PG&E’s broader strategy is evolving rapidly as the utility gains more experience, according to Vanrenen, who added that while measures like vegetation management can materially reduce the risk of a fire, climate change-driven factors like drought and high temperatures can increase it.
Moreover, PG&E could face "execution risks" in completing its wildfire mitigation work; weather, environmental regulations or property owner objections could prevent it from accessing areas it needs to, for instance, and there are a limited number of qualified personnel that can complete the necessary work.
And then there are broader, approach-based challenges, according to William Abrams, a northern California resident and survivor of the 2017 Tubbs Fire. Abrams — who has evacuated from three wildfires in the last three years and recalls pulling burning branches out of his driveway to get away from the 2017 fire — has since become an active participant in CPUC proceedings on wildfire mitigation, and has concerns about gaps in the state's broader wildfire mitigation strategy.
"The goal needs to be to tie the financial return for investors in the utilities to the public interest and safety."
Community Advocate, Sonoma County Resident
For instance, according to Abrams, utility wildfire mitigation plans need a heavier focus on relative risk reduction analysis — a granular look at how much risk the utility can mitigate by specific actions.
"Until you really map risk across the infrastructure and for internal variables relative to infrastructure, and external variables in terms of environmental conditions to the plan, you’re not there," Abrams said.
Another concern Abrams has is around monitoring processes, which he says can sometimes be disconnected from the utilities’ wildfire mitigation plans. What the state needs, Abrams said, is a system where someone randomly selects, for instance, a 200-mile segment of lines, physically inspects that and then awards or penalizes utilities based on their compliance.
"The goal needs to be to tie the financial return for investors in the utilities to the public interest and safety," Abrams said. "That to me is where we need to drive — having performance-based metrics around safety, around wildfire mitigation, around turning towards renewables to address climate change, tied to the bottom line of utility investors. Until we get to that, a lot of this is just happy talk."
CPUC spokesperson Terrie Prosper said in an email that the agency's Wildfire Safety Division has had boots on the ground since May conducting inspections of PG&E's equipment and to date has completed more than 2,400 "inspection activities" across the state. Those inspections have identified 154 "defects" — like damaged equipment — which didn't align with utility wildfire plans.
PG&E's analysis of wildfire risk is based on understanding mitigation measures that reduce either the likelihood or consequence of a possible fire, according to Vanrenen.
"We are continually improving our ongoing efforts to reduce wildfire risk in our service area, which includes better understanding the conditions that can cause wildfires and ways to reduce the risk.

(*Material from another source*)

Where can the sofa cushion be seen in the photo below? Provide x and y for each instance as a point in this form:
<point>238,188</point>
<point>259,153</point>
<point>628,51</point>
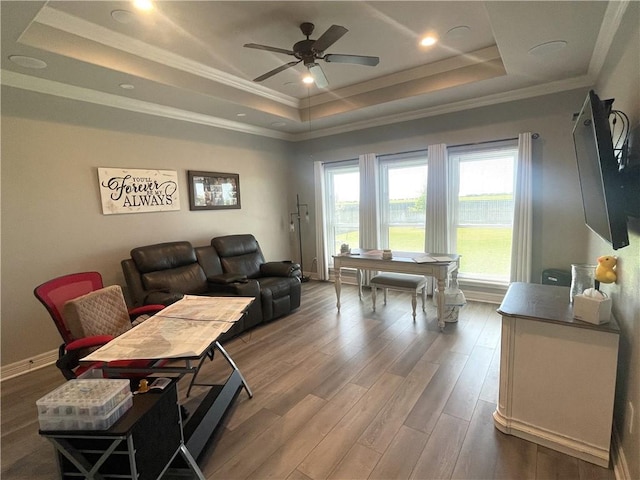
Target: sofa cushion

We continue to further improve and are following the guidance and requirements of the CPUC and are open to feedback from all stakeholders," she said.

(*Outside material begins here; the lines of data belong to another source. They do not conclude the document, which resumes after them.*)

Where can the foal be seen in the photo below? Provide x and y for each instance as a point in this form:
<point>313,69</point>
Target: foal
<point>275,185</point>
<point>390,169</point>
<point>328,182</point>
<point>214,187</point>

Other states that face the threat of wildfires should start aligning their local, statewide and utility-related mitigation strategies early, Abrams added.
"Make sure that you are all swimming in the same direction, because we haven’t done that here," he said, about California.

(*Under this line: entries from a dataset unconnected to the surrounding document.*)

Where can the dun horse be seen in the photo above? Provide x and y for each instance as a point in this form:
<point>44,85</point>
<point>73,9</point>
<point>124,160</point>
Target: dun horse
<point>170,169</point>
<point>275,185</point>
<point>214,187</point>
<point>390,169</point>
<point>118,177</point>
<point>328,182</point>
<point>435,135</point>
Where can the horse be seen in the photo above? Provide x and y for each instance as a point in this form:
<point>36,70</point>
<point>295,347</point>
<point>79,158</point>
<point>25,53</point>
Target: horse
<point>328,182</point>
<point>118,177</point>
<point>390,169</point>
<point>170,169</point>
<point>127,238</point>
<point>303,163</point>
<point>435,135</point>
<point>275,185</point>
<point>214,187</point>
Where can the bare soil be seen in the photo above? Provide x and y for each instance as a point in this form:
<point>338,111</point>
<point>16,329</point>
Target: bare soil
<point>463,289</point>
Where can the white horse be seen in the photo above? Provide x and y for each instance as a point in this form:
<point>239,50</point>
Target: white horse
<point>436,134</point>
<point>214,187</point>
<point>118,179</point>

Hilton agreed that staying ahead of the threat is key.
"I think the unsurprising lesson is the sooner utilities work towards addressing this risk, the better off they’ll be," Hilton said.
"PG&E was in a situation where they had major wildfires before they really started focusing on dealing with the state of their transmission and distribution lines. Other utilities — including in California — dealt with that risk earlier, and are better positioned."